The Humane Society of the United States
Feed your hammie well, but don’t assume an empty food bowl needs refilling.
Hamsters are high-energy animals with rapid metabolisms, but that doesn’t mean you should provide a bottomless food bowl. Hamsters can get fat.
Commercial food: About one tablespoon of pellets or seed mix once a day, supplemented by treats as described below, will be enough. Even though they’re much smaller, dwarf hamsters are very active and have comparable calorie needs to Syrian hamsters.
Treats: A small amount of greens plus a floret of cauliflower, a slice of apple, or several raisins (or an equivalent amount of other appropriate treats) once a day is plenty to supplement your hamster’s commercial chow. Give treats in small quantities to reduce waste and decrease the amount of time you spend looking for spoiled produce in your hamster’s cage.
Hard treats: Hard treats like small dog biscuits, branches from fruit-bearing trees, or commercial snacks that help wear down your hamster’s teeth can be offered once a week.
Note that hamsters instinctively hoard food in “secret” stashes in their cage, so don’t feel compelled to refill an empty bowl.
When is feeding time?
There are two schools of thought on the optimal time to feed these little guys:
- Evening feedings coincide with their nocturnal activity.

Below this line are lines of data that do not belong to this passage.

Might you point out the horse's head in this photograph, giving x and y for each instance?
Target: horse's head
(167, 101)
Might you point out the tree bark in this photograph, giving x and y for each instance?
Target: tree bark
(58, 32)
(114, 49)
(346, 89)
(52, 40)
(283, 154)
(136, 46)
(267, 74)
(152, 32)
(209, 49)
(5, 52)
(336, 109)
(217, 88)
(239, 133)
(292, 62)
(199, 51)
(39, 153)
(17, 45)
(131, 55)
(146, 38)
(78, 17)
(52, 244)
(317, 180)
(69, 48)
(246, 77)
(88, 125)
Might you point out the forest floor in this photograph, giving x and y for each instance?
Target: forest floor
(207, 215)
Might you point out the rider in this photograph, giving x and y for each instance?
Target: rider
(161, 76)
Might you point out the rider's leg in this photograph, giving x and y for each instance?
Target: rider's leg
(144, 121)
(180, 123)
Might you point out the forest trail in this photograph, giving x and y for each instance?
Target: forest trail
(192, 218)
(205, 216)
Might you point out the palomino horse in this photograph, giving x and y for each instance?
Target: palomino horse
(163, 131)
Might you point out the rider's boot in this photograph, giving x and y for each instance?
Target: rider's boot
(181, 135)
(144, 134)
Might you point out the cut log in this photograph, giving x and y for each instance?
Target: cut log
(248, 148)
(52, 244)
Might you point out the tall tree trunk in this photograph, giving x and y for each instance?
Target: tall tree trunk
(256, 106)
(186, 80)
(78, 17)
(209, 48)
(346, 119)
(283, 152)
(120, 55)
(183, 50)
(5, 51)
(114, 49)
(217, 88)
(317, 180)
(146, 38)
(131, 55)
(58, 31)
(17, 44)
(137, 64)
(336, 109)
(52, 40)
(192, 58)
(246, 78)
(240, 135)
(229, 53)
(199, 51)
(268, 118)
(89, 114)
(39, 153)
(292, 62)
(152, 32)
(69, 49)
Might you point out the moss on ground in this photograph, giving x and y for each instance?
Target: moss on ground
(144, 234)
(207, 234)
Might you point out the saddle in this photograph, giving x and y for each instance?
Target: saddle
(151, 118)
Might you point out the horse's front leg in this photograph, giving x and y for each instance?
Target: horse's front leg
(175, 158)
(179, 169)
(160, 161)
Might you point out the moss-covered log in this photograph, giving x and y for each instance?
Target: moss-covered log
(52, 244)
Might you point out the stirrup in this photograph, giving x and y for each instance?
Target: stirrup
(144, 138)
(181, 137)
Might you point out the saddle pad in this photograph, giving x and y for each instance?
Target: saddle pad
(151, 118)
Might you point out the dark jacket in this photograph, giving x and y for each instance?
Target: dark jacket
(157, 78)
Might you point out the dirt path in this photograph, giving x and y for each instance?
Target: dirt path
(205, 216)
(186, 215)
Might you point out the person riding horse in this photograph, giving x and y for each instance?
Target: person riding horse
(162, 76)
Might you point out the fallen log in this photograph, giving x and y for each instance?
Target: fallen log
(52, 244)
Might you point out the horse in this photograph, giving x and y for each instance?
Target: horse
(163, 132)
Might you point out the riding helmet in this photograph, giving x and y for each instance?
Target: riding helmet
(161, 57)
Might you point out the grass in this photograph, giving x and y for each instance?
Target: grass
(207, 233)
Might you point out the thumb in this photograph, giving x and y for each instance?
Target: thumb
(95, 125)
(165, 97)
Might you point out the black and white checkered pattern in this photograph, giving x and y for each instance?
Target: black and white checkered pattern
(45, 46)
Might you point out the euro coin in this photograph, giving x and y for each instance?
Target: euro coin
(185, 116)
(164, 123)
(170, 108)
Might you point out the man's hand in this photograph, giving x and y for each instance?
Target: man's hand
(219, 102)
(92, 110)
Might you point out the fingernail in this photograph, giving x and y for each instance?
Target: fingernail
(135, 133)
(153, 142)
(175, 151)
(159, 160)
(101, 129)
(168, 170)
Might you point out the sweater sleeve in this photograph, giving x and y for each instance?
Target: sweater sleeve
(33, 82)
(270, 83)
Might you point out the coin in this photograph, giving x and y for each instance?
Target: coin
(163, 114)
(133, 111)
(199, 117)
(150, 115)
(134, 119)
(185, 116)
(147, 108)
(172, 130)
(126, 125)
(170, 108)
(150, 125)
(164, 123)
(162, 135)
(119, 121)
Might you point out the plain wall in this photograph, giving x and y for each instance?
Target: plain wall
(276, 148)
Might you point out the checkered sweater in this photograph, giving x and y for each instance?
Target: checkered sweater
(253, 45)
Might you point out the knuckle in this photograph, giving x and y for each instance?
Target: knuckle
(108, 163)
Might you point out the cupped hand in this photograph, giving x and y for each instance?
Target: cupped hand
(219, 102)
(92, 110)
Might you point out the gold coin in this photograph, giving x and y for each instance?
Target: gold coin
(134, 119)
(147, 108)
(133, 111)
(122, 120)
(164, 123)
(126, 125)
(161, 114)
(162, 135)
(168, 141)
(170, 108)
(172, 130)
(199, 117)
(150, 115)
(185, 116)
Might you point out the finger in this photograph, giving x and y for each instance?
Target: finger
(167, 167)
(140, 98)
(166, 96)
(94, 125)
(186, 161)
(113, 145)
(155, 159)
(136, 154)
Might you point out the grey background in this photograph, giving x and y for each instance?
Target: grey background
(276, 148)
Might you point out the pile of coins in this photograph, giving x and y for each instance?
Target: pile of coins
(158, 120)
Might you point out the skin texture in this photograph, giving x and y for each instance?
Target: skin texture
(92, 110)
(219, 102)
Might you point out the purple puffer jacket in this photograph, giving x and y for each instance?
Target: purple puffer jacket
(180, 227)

- Morning feedings accommodate their tendency to wake sporadically for short periods throughout the day and snack on available food.

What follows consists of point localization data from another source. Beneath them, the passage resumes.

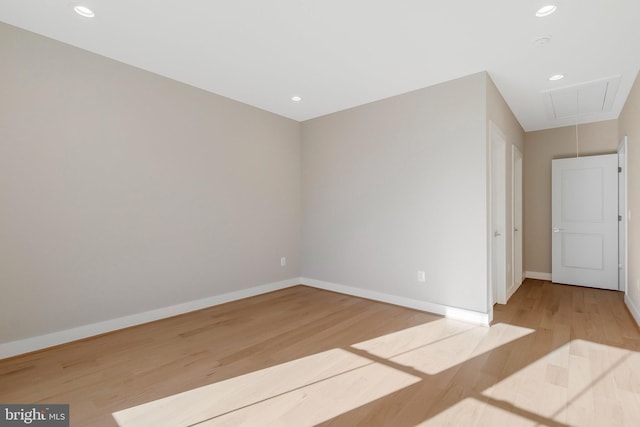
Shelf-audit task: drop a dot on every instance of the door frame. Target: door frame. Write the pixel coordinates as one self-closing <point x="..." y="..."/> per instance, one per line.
<point x="624" y="217"/>
<point x="517" y="214"/>
<point x="597" y="232"/>
<point x="497" y="217"/>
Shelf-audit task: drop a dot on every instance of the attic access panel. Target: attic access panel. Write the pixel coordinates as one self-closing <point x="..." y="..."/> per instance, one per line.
<point x="582" y="100"/>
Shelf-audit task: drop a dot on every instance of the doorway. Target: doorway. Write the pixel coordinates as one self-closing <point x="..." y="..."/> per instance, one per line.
<point x="516" y="199"/>
<point x="585" y="221"/>
<point x="497" y="229"/>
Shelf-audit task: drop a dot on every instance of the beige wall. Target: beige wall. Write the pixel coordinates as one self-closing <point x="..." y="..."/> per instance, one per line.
<point x="540" y="148"/>
<point x="499" y="113"/>
<point x="123" y="191"/>
<point x="629" y="125"/>
<point x="397" y="186"/>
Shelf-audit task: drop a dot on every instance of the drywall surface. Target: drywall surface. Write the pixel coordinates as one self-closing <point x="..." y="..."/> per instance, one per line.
<point x="123" y="191"/>
<point x="499" y="113"/>
<point x="398" y="186"/>
<point x="629" y="125"/>
<point x="540" y="148"/>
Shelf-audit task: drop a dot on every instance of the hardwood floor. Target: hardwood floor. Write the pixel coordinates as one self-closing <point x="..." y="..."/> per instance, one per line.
<point x="555" y="355"/>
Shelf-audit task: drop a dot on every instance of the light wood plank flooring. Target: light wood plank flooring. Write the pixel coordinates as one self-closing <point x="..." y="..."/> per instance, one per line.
<point x="555" y="356"/>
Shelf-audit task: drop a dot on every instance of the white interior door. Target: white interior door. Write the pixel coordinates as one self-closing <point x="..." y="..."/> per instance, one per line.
<point x="585" y="221"/>
<point x="517" y="219"/>
<point x="498" y="216"/>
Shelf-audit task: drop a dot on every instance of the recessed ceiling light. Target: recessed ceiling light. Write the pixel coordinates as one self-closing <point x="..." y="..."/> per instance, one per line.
<point x="542" y="40"/>
<point x="84" y="11"/>
<point x="546" y="10"/>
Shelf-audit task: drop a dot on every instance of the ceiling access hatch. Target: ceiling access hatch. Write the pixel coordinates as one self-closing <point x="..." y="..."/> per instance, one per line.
<point x="581" y="102"/>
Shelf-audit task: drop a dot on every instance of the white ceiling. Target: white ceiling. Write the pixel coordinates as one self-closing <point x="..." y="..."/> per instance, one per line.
<point x="338" y="54"/>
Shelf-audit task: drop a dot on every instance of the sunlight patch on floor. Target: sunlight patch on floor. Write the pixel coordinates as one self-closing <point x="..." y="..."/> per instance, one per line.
<point x="437" y="346"/>
<point x="305" y="391"/>
<point x="599" y="382"/>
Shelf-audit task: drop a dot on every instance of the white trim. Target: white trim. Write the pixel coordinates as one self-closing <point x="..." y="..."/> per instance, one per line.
<point x="14" y="348"/>
<point x="623" y="228"/>
<point x="446" y="311"/>
<point x="632" y="309"/>
<point x="27" y="345"/>
<point x="536" y="275"/>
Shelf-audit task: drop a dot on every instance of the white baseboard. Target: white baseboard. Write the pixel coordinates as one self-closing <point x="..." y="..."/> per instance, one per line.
<point x="635" y="312"/>
<point x="449" y="312"/>
<point x="28" y="345"/>
<point x="14" y="348"/>
<point x="538" y="276"/>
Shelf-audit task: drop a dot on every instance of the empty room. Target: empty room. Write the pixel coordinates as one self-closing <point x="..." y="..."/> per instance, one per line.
<point x="303" y="213"/>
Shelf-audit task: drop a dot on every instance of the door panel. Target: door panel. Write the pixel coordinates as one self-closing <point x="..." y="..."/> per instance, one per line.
<point x="585" y="221"/>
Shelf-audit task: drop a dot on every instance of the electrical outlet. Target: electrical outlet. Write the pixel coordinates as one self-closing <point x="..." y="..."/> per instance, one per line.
<point x="421" y="276"/>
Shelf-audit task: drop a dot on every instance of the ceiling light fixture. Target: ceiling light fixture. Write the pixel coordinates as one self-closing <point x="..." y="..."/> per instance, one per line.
<point x="546" y="10"/>
<point x="542" y="40"/>
<point x="84" y="11"/>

Whichever approach you take, remember that hamsters have high metabolisms and need regular access to food and water, so don’t skip meals.
How to serve their food
Selecting a food dish for your hamster isn’t complicated, but there are a few factors to keep in mind.
- Look for a small bowl. Larger bowls take up valuable cage space and may encourage you to feed too much.
- Opt for a ceramic food dish rather than a plastic one. Ceramic dishes are sturdy, chew-resistant, and difficult to overturn. They’re also durable and shouldn’t need to be replaced unless they become cracked or chipped. Plastic bowls are easily scratched, and those scratches can be havens for bacteria.
- Place the food bowl in an area of the cage that’s far away from your hamster’s bathroom area. Hamsters choose one corner in which to urinate and defecate and consistently use that corner.
- In many cases, hamsters will fill their cheek pouches with food and move it to a cache location to be eaten later. Just be consistent with when and where you place the food.
- Wash the bowl with soapy water and rinse and dry thoroughly during the weekly cage cleaning.
Some owners prefer to forego a food bowl in favor of scattering food in the cage. However, this approach can create messy bedding and make it more difficult to monitor your hamster’s food intake.